When we now look into the power of billions of IoT devices, may it be sensors, cameras, windmills, cars or whatever, as basis they all carry CPU and memory. Connecting all of those together combines a large, highly available inter-connected system. Always on, always accessible, always responsible self connected things which share informations about their environment with other things by itself and trigger automated actions, learned by the behavior of the things’ environmental space. Thinking as an ultrawide available blockchain, those devices will be the next internet. Transactions, informations and data will be stored securely on a device and every device, connected to another device, will automatically become a member of the global blockchain pool in the future. That brings the power of blockchain to an always connected network, speeding up the digital disruption every business has and allows enterprises to build models based on the decentralized network. Right now, without an economic virtual entity to establish each other's identity, over 2 billion of humans are excluded from being a part of any financial transaction globally and let others collect data about yourself, steal identities and commit fraud without letting us a chance to fight against. Those who have the power and control large parts if the Net can’t be disempowered, because they operate large parts of the Net, too.

That mistake can and will be solved by the next Internet, bringing in radical and new solutions for the Internet we know. Most of them are based on Blockchain Technology, like Ethereum provides for Smart Contracts.

Another technology move could be blockchain powered AI, immutable, shared decentral control, trusted audit trails leads to qualitative better data and algorithms through more data available. Since real-world modeling works on large volumes of data, such as training on large datasets or high-throughput stream processing systems. For applications of blockchain to AI, blockchain technology with big-data scalability and querying like the groundbreaking BigchainDB with the public IPDB are needed. And a global scaled blockchain unlocks new large-scale opportunities starting from better model training though model sharing over a shared global AI model registry to automated wealth for our planet.

Friday, June 16, 2017

The Machine and BigData

HP’s „The Machine“ (1) project is in my eyes the most advanced in the IT world with the simple goal to rethink the entire computer design. And the plan is ambitious – the first edge devices shall be ready in 2018, industrialized series in 2020.

Will “The Machine” really revolutionize an entire industry mostly influenced by IBM? Let’s say it could and probably will with a high percentage of success.
Based on the idea of Memristor (2) the project uses memory based technology to store data. Nothing new here. New is the non-volatile usage. Data, stored in an Memristor, persists unless the storing bit gets cleaned and new aligned.
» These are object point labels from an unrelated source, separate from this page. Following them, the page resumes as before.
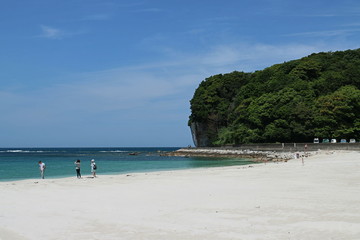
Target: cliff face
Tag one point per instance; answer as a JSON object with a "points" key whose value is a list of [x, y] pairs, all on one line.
{"points": [[198, 132], [315, 96]]}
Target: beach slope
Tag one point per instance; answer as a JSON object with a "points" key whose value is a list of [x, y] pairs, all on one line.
{"points": [[284, 200]]}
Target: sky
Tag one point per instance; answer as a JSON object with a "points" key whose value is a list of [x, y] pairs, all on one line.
{"points": [[121, 73]]}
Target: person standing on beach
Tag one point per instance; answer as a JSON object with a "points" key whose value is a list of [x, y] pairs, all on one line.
{"points": [[42, 169], [93, 167], [77, 168]]}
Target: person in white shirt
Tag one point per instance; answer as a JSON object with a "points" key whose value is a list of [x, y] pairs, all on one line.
{"points": [[42, 169]]}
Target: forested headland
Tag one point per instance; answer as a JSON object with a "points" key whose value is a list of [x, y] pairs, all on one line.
{"points": [[315, 96]]}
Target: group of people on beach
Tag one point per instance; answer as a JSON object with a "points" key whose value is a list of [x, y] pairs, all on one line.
{"points": [[77, 163]]}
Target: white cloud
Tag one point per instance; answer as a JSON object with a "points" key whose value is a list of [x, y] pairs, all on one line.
{"points": [[50, 32], [56, 33]]}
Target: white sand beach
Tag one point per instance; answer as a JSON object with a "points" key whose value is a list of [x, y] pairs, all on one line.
{"points": [[280, 201]]}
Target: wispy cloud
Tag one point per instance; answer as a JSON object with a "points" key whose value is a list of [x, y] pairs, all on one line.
{"points": [[51, 32], [96, 17], [149, 10], [56, 33], [326, 33]]}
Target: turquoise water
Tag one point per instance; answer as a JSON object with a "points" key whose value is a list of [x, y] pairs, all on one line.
{"points": [[22, 163]]}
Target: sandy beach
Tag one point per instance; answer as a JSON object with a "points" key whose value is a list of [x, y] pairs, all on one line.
{"points": [[283, 200]]}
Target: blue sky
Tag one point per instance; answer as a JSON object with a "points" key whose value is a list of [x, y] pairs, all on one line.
{"points": [[85, 73]]}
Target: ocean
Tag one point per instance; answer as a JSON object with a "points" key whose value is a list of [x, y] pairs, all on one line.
{"points": [[22, 163]]}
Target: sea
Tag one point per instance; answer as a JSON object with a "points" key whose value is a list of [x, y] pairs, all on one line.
{"points": [[22, 163]]}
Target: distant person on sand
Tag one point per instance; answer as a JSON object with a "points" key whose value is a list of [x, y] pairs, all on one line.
{"points": [[93, 167], [77, 168], [42, 169]]}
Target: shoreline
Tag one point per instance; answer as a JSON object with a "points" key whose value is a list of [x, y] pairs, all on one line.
{"points": [[275, 201], [256, 155]]}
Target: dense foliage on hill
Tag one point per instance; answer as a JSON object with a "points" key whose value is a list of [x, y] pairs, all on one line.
{"points": [[316, 96]]}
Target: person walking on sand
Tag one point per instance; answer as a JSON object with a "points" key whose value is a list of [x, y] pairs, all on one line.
{"points": [[77, 168], [93, 168], [42, 169]]}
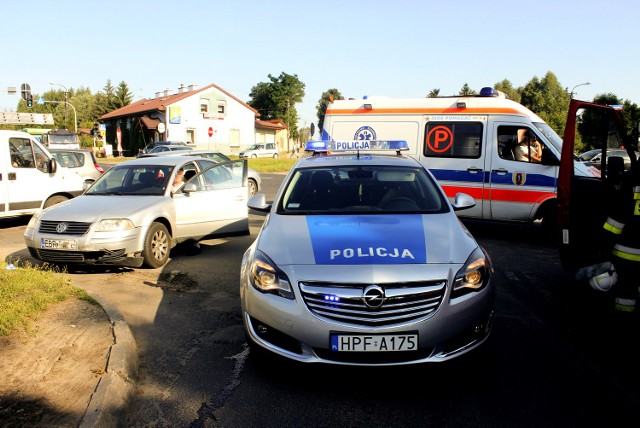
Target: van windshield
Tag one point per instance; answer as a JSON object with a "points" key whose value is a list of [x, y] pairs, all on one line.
{"points": [[549, 134]]}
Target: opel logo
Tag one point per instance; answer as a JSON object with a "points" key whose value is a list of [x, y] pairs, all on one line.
{"points": [[373, 296]]}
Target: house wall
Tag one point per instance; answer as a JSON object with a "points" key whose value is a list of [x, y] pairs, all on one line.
{"points": [[232, 132]]}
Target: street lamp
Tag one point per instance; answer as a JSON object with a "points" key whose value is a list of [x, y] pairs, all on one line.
{"points": [[65, 100], [574, 88]]}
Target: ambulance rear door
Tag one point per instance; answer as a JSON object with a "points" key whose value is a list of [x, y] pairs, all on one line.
{"points": [[517, 187], [454, 150]]}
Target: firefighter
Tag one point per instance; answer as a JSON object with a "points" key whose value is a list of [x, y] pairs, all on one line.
{"points": [[622, 228]]}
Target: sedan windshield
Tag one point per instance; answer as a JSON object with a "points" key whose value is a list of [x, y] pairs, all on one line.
{"points": [[370, 189], [133, 180]]}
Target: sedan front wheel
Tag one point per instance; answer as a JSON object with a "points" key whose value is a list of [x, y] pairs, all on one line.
{"points": [[156, 246]]}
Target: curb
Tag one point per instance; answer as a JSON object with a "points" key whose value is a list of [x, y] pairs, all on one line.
{"points": [[109, 399]]}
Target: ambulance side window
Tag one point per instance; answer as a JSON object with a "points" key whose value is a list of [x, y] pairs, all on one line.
{"points": [[453, 140]]}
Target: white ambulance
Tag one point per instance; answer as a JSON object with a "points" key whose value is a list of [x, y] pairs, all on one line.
{"points": [[30, 179], [487, 146]]}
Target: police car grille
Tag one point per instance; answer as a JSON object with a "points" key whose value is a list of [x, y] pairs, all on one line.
{"points": [[73, 227], [403, 302]]}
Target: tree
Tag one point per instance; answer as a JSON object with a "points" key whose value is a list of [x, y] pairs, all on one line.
{"points": [[466, 91], [276, 99], [506, 87], [548, 99], [434, 93], [123, 95], [323, 102]]}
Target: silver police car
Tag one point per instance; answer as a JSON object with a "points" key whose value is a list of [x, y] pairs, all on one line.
{"points": [[362, 261]]}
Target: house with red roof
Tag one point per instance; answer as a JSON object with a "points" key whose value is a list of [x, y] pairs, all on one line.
{"points": [[209, 118]]}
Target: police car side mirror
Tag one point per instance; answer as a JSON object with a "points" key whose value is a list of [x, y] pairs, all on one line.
{"points": [[259, 203], [463, 202]]}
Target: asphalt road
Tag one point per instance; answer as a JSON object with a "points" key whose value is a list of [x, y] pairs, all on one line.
{"points": [[557, 355]]}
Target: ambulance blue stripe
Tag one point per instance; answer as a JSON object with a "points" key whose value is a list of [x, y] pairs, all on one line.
{"points": [[367, 239]]}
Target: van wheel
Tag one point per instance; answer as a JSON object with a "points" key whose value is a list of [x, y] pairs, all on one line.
{"points": [[55, 200], [156, 246]]}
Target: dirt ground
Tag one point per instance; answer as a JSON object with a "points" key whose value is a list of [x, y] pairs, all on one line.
{"points": [[47, 376]]}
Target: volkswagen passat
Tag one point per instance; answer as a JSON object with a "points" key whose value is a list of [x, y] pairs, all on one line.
{"points": [[137, 211], [362, 261]]}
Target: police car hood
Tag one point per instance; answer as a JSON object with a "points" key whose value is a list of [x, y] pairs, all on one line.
{"points": [[357, 239]]}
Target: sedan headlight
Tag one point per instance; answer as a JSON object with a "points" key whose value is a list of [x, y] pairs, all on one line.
{"points": [[265, 276], [473, 276], [114, 225]]}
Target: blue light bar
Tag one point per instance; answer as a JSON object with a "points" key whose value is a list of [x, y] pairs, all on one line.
{"points": [[356, 145], [488, 92]]}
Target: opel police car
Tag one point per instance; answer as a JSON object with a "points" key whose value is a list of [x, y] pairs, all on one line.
{"points": [[361, 260]]}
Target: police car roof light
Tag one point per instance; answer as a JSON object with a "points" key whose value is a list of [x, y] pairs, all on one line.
{"points": [[488, 92], [357, 145]]}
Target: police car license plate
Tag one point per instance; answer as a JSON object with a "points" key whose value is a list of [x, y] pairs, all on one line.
{"points": [[374, 342], [59, 244]]}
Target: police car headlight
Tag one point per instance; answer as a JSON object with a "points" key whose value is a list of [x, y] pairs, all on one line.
{"points": [[265, 276], [473, 276], [114, 225]]}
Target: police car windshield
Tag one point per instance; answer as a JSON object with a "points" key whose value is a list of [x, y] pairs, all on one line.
{"points": [[361, 189]]}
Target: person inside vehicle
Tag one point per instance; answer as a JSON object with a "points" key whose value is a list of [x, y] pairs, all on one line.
{"points": [[529, 148], [178, 181]]}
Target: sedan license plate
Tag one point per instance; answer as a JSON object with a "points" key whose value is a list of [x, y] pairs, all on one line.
{"points": [[59, 244], [374, 342]]}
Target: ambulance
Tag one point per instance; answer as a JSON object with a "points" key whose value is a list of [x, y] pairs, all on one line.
{"points": [[487, 146]]}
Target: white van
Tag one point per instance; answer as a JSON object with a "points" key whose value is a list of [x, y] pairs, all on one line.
{"points": [[30, 179], [471, 144]]}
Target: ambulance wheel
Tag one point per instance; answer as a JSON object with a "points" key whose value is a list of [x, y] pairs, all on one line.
{"points": [[156, 246], [55, 200]]}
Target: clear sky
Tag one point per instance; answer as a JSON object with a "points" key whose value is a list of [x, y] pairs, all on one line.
{"points": [[398, 48]]}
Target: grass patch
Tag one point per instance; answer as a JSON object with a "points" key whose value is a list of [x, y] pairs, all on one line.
{"points": [[27, 291]]}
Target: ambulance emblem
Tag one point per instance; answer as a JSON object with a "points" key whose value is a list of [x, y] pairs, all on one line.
{"points": [[365, 133], [519, 178]]}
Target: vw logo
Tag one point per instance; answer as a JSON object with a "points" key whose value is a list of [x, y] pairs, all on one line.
{"points": [[373, 296]]}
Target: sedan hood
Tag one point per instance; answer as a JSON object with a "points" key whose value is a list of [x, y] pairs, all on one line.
{"points": [[90, 208], [365, 239]]}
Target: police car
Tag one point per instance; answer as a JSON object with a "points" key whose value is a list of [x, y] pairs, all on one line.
{"points": [[361, 260]]}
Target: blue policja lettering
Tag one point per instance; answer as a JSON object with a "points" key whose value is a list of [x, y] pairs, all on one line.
{"points": [[349, 253], [352, 145]]}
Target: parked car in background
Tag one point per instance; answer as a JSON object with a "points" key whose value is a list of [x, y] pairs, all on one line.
{"points": [[80, 161], [268, 150], [254, 182], [133, 215], [155, 144]]}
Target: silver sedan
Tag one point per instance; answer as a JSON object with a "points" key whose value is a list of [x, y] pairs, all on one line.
{"points": [[138, 210]]}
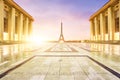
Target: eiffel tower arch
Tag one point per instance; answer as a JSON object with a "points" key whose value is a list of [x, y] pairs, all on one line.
{"points": [[61, 38]]}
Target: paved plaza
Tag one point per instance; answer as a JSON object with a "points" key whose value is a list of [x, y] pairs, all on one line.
{"points": [[68, 61]]}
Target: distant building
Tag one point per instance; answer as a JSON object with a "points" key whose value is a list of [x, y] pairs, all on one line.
{"points": [[15, 22], [105, 23]]}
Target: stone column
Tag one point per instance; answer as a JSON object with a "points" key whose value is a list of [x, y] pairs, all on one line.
{"points": [[26, 28], [1, 19], [30, 27], [11, 23], [119, 19], [91, 29], [96, 28], [111, 27], [20, 27], [102, 26]]}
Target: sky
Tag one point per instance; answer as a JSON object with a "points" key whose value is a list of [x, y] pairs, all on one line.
{"points": [[74, 14]]}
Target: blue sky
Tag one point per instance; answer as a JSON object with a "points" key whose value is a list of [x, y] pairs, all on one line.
{"points": [[73, 13]]}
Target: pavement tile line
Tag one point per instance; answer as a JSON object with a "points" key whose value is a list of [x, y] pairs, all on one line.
{"points": [[100, 64], [15, 67], [50, 49]]}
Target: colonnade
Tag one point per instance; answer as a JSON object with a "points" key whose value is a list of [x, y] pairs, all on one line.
{"points": [[105, 23], [15, 23]]}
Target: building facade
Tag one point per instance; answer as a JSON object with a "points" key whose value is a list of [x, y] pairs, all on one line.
{"points": [[15, 22], [105, 23]]}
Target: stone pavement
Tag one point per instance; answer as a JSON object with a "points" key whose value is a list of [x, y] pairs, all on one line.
{"points": [[64, 61]]}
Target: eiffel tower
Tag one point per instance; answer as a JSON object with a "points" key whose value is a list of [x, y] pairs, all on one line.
{"points": [[61, 38]]}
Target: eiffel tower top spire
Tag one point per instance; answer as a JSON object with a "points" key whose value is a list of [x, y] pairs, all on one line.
{"points": [[61, 38], [61, 28]]}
Now, NVRRAM (non-volatile resistive RAM) it’s faster as volatile DDR4 modules (which they use at the moment until Western Digital can deliver NVRRAM modules) and factor 100x faster than current state-of-the-art SSD based technologies. The newest prototype has 40 nodes with approx. 160 TB DDR4-RAM and 1,280 Cores connected with X1 PM’s (Photonic Modules). Means: pretty fast. Anyhow, just follow the appendix (1) to get more interesting engineering facts.
The most important consideration is the pure permanent all-integrated storage itself. The part of attached storage (like HDFS, GFS, Ceph) would simply disappear and directly merge with the computation layer. The principle “local data first” will surely be a part of any fine-tuning approach but with the high density of storage that will not really matter. All pieces of computation will be at the same place (cache, volatile and permanent storage combined with fast caching) and work as one homogenous entity which can hold every state of every piece of data during the whole computation lifecycle.
I just want to consider the changing fundamentals of that idea and what that would mean to data processing. The first big difference – a trinity memristor can store 10 bits instead of 8 today. That means simply a 3 times higher data storage density than today. Additionally, the highly volatile cache a CPU uses during the calculation process will be stored permanently which allows following processes to reuse the pre-calculated subsets and that would speed up any calculation dramatically. As for example in pattern detection algorithms like MCMC (3) could highly benefit simply by picking up the already calculated subset and use it in a new chain which would revolutionize data intelligence in terms of speed and tree generation. I think thats an huge step into the AI world - ultrafast learning algorithms helping the mankind to operate high sensitive environments like deep- space flights, connected cars, CEP networks or decentral power grids.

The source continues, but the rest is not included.